How to get Ka from [HA], [A-] and [H+]

Answer 1

[H+] = Ka ([HA]/[A-])
–> Ka = [H+][A-]/[HA]

Question 2

What is the Henderson-Hasselbalch equation and what is it used for

Answer 2

pH = pKa + log ([A-]/[HA]) –> BASE OVER ACID
–> used to calculate pH when [A-]/[HA] is known
–> pKa = -log(Ka)

NOTE: this equation already does the assumption

Question 3

What is buffering capacity and between two buffers (weak acid/base + common ion -salt), which one has a higher BC

Answer 3

• Capacity to resist pH change (how much)
• Amount of H+/OH- buffer can absorbs without significant change in pH
• Buffer that is more concentrated has higher BC
  –> higher concentration = higher BC

Question 4

When you add an H+ or an OH-, which compound can they not coexist with

Answer 4

H+ –> can’t coexist with weak base
OH- –> can’t coexist with weak acid

Question 5

When given Kb, but asked to find pH (with Ka), what are the two methods

Answer 5

1. Use ICE table and solve for [OH-] (using Kb)
   Convert to pH
2. Convert Kb to Ka (Kw = Ka x Kb)
   Use Henderson-Hasselbalch eq to get pH
   –> pH = pKa + log ([A-]/[HA])
   –> [base] and [acid] must be known

Question 6

When is a buffer more resistant to pH change (also when is it more effective)

Answer 6

When ([A-]/[HA]) = 1
–> higher BC = base and acid have the same [ ]
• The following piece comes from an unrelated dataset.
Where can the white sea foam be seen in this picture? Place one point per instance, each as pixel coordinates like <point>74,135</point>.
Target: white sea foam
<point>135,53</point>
Most effective when pH = pKa

Question 7

How to figure out which weak acid/base will be best for a certain buffer at a certain pH?

Answer 7

find -log of each Ka given
–> the one closest to the pH of the buffer will have the best BC

Question 8

How to do titration problems (STRONG ACID-STRONG BASE)

Answer 8

1. Identify species in soln
2. Find initial pH (before titration)
3. Add strong acid/strong base (VOLUME INCREASES)
   –> identify new species by adding H+ or OH-
4. FIGHT TO THE DEATH (between H+ and OH-)
   –> in moles NOT [ ] so do V x Initial [ ]!!
   BR
   AF
   Final [ ] (VOLUME GOES UPPP)
   –> either OH- or H+ goes to 0
5. find the pH

Question 9

When do we get to the equivalence point in titration problems

Answer 9

When there is the same amount of acid and base
–> after the fight, both go to 0
–> solution is neutral

On graph: when tangent line begins to turn

Question 10

What happens after the equivalence point is reached and you add more

Answer 10

If it was an acid problem, becomes base problem
If it was a base problem, becomes acid problem
–> NOT FOR STRONG ACID-STRONG BASE PROBLEMS

Question 11

At what pH is the equivalence point in strong acid-strong base titrations?

Answer 11

pH = 7

NOTES: if not strong acid-strong base, pH varies

Question 12

How to do the assumption

Answer 12

(x/M) x 100 < 5%